Когда налетел норд-ост
Шрифт:
— Как же, помню. Почти все помню… Кое-какие подробности выветрились из памяти. А главное… Разве можно это забыть?
И она наизусть, без запинки, точно оно было перед глазами, прочла Жене это письмо.
После обращения «Дорогой друг» было написано: «Я проезжал по дороге, как раз там, где помнишь, мы с тобой… (следовало какое-то незначительное воспоминание), и увидел на обочине мертвое тело, а рядом часового. Поравнявшись с ними, я взглянул в лицо лежащего: это был Лермонтов… Руки его были раскинуты, над телом роем носились мухи. Они покрывали все лицо покойного… Я хотел положить к телу цветы, которые
Не шелохнувшись, слушала Женя письмо. Она многое знала о Лермонтове и со слов Инки, и из книг — о его жизни, дуэлях и двух погребениях, в Пятигорске и в Тарханах, — но, казалось, только после этого письма впервые и окончательно поверила, что его убили, и убили так подло и бесчестно.
Тут же она вспомнила еще одну деталь: сразу после дуэли над Машуком разразилась сильнейшая гроза, и убитый Лермонтов долго лежал под дождем. Откуда же появились мухи? Или письмо неведомого пятигорца не очень достоверно? Нет, гроза могла пройти и снова могло появиться солнце. Да и мухам не обязательно нужно солнце… Кто же будет выдумывать такие письма?

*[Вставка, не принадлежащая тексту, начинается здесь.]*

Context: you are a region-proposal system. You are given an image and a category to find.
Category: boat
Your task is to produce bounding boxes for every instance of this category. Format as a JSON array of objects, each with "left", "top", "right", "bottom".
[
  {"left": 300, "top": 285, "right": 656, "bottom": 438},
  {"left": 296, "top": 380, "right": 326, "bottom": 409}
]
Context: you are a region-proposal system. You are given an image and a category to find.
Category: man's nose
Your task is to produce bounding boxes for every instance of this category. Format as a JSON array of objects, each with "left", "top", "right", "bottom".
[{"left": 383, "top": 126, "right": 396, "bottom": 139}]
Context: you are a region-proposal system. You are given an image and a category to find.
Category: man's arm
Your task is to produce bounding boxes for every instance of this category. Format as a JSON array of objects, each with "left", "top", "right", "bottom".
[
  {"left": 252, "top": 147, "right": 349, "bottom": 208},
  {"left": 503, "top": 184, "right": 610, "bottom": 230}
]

О своем минутном сомнении Женя, конечно, промолчала.
Разговор продолжался.
— Во-первых, — сказала Анна Борисовна, — это письмо добавляет много новых подробностей к обстоятельствам дуэли, во-вторых, еще раз свидетельствует об отношении к поэту, даже мертвому, официальных кругов и знакомых, в-третьих…
…Женя миновала пляж дома отдыха, вспрыгнула на каменный цоколь ограды, протиснулась сквозь брешь в решетке, вброд перешла узкое русло речки. Дом, где жил Дмитрий, стоял неподалеку, и Женя, сунув мокрые ноги в тапки, быстро пошла по горячему песку.
Дом уже близко. Рядом.
А Дмитрий и не знает, что она у его калитки, что таким необычным оказался ее первый маршрут, не знает, как погибло письмо, которое только и живо в памяти женщины из Алма-Аты… Пусть не она, не Женя, нашла его, но она одна из немногих знает смысл его и поэтому, можно сказать, присутствовала при открытии, пусть и не очень большом…
Женя взялась за дверцу калитки и вдруг услышала голос Дмитрия:
— А кто ж виноват, что так получилось?
Старушечий голос отвечал ему:
— Кому какое дело до старухи? Каждый норовит отрезать от сада кусок земли, меньше заплатить, подешевле купить. А я не одна. У меня внуки
— Бедная, несчастная бабка! — сказал Дмитрий.
Женя замешкалась.
— Беззащитная! Все ее обижают и едят поедом…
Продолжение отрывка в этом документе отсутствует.